Michael Jenkinson
- Full name: Michael Augustine Jenkinson
- Born: 28 August 1940 Sydney, NSW, Australia
- Died: 18 June 2022 (aged 81)
- Height: 178 cm (5 ft 10 in)
- Weight: 76 kg (168 lb)

Rugby union career
- Position: Hooker

International career
- Years: Team / Apps / (Points)
- 1963: Australia

= Michael Jenkinson =

Michael Augustine Jenkinson (28 August 1940 – 18 June 2022) was an Australian international rugby union player.

Jenkinson was born in Sydney and attended Marcellin College. Restricted to rugby league at school, Jenkinson developed his rugby union with Vaucluse Juniors. He got his start in first grade rugby with Eastern Suburbs.

A journalist, Jenkinson moved to Newcastle in 1962 to act as northern correspondent for the Sydney Sun.
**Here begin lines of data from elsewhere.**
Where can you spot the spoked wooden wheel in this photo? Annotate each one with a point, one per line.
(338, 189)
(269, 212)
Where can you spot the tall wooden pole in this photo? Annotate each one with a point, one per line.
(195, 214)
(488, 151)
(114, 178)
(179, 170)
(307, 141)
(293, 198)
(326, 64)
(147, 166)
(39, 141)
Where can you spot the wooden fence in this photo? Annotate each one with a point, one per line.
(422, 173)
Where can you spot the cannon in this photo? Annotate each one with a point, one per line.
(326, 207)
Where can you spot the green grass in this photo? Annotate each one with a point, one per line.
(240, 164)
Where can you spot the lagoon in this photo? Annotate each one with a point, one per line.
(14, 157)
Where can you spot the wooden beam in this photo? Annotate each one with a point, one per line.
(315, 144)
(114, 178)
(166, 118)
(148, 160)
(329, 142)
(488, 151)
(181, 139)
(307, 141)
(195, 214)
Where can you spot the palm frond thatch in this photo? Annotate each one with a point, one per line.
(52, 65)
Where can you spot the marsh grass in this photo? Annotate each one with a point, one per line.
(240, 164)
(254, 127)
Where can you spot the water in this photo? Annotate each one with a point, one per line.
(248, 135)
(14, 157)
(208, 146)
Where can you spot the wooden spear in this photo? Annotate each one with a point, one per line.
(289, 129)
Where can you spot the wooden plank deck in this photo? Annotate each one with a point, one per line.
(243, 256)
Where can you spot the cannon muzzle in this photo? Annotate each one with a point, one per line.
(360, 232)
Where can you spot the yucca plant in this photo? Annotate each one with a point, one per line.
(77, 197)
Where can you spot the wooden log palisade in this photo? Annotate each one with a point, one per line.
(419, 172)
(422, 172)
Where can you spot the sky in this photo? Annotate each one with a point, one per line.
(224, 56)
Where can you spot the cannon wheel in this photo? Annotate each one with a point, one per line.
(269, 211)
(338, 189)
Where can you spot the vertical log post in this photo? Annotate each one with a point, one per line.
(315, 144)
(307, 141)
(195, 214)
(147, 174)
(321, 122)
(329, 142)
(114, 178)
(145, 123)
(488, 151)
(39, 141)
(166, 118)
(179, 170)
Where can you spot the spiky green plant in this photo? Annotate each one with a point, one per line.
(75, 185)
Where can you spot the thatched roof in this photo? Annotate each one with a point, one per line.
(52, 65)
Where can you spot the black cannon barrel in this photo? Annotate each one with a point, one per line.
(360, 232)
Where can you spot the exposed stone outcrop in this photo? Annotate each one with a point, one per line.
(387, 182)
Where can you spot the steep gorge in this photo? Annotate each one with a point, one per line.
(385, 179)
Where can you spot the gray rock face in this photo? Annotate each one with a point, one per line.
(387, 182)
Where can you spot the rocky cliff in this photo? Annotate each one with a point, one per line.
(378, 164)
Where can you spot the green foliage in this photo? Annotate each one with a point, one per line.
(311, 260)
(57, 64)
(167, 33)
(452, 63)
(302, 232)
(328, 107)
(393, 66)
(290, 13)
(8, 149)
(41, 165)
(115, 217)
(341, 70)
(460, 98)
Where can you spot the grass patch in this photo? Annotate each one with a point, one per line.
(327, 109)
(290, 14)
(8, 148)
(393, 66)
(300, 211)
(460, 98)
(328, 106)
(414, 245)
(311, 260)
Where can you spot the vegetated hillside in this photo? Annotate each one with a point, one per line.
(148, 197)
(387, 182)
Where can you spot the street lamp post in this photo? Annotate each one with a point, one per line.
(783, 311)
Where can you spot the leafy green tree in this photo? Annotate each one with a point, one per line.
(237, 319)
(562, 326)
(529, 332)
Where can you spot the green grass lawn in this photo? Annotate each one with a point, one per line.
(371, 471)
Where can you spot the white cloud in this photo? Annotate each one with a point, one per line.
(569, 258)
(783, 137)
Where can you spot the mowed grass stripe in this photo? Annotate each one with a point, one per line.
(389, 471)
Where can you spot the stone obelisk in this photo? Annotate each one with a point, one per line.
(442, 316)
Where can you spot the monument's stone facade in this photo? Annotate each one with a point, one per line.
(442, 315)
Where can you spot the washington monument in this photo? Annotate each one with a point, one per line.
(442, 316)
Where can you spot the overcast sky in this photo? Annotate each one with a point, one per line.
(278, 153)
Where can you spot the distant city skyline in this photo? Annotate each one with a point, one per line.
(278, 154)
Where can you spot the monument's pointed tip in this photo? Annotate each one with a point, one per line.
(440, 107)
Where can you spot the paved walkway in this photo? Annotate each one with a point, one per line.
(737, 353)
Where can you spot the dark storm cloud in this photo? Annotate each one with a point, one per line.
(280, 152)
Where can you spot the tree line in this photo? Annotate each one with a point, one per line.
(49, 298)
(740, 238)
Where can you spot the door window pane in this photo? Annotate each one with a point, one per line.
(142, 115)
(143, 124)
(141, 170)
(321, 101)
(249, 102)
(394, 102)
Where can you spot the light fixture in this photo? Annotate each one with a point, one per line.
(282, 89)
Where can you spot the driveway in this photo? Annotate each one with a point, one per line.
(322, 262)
Jenkinson was playing for Newcastle club Wanderers when he gained an international call up for the Wallabies' 1963 tour of South Africa, where he featured in eight matches of a possible 24, but did not play against the Springboks.

Post rugby, Jenkinson became a published author. He ghost wrote a book by Steve Finnane in 1978 entitled The Game They Play in Heaven and later authored a biography on Phil Hawthorne.